Luncheon Rallies Support for Female Politicians

The Annual Santa Barbara Women’s Political Committee Event Highlighted the Need for More Women — and Latinos — in Area Government

In a state and a country where women are underrepresented in the halls of political power, the Santa Barbara Women’s Political Committee held its 14th annual luncheon on Friday at the Montecito Country Club to discuss electing and keeping women in office.

Susan Rose, one of the committee’s founders and a former county supervisor, moderated a panel discussion between Supervisor Janet Wolf, City Councilmember Cathy Murillo, and School Boardmember Monique Limón that focused more on their personal achievements than helping women break through glass ceilings. That may be because there aren’t many more glass ceilings left to break in Santa Barbara, as the audience demonstrated, with Mayor Helene Schneider, U.S. Representative Lois Capps, and State Senator Hannah-Beth Jackson — among others — in attendance.

“When women come together, we get things done,” said Capps in an opening speech, citing the role women played in the 15 percent higher voter turnout in Santa Barbara and San Luis Obispo counties in the 2014 midterm elections. Capps went on to call out “tone deaf” Republicans in the House of Representatives for trying to repeal healthcare for women and restrict access to abortion.

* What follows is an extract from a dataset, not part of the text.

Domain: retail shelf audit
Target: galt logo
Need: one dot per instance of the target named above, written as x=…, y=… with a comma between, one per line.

During the panel discussion, Wolf, Murillo, and Limón spoke mostly about the passion they have for holding office, and Limón and Murillo both emphasized the pride they take in representing the Latino vote.

“It’s really important to have everyone represented on a governing body,” said Murillo. “People look and see someone in political office, and they recognize themselves, and they think that that person is responding to them and their experience. What if we had 20 Latino candidates lining up right now to run for everything? That would be awesome.”

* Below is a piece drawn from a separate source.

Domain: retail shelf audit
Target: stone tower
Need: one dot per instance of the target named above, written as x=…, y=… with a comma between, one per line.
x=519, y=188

Overall, the panelists encouraged greater female participation in politics across the board, calling for more female volunteers, committee members, and candidates.

“I hear a lot of women who say, ‘I just don’t like politics’… but we have politics in every space of our lives,” said Limón. “In public office in our community, women are very much needed.” Limón agreed with the other panelists to mentor young women interested in politics. In the upcoming elections, there are going to be 50 open positions in public office at the Santa Barbara County level alone, Rose said.

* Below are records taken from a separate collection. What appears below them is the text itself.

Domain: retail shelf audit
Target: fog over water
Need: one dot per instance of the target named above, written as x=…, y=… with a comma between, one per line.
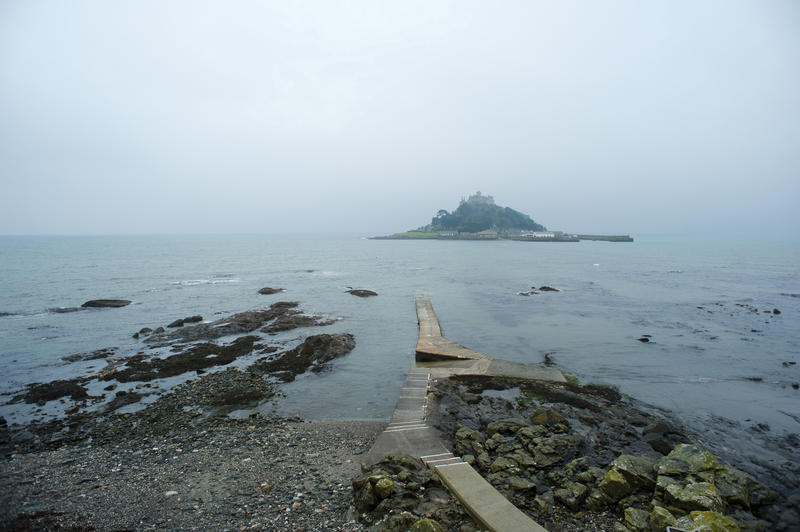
x=175, y=117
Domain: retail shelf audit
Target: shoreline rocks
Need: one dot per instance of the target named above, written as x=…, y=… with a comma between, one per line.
x=361, y=292
x=587, y=453
x=267, y=290
x=106, y=303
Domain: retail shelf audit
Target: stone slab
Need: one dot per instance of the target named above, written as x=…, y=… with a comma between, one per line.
x=482, y=501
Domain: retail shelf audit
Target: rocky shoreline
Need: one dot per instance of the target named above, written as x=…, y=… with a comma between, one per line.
x=574, y=457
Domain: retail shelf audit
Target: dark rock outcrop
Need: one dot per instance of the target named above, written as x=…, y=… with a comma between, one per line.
x=184, y=321
x=361, y=292
x=106, y=303
x=268, y=290
x=313, y=353
x=196, y=357
x=42, y=392
x=280, y=316
x=400, y=493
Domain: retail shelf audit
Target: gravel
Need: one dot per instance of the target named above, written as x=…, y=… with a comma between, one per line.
x=251, y=474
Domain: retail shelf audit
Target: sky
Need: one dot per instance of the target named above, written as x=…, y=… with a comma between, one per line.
x=139, y=117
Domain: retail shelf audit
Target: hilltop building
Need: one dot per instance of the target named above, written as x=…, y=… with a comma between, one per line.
x=478, y=199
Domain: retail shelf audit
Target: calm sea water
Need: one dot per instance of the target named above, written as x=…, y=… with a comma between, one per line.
x=723, y=361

The discussion ended with a call to action in support of efforts to close the gender wage gap. Wolf advocated for pressuring the U.S. Civil Service Commission, and State Assemblymember Das Williams spoke in favor of Jackson’s recently introduced bill to address the wage gap in California.

The Santa Barbara Women’s Political Committee hosts many similar events year-round, as well as educational meetings and candidate-skills workshops, to promote gender equality and other feminist values through political and social action.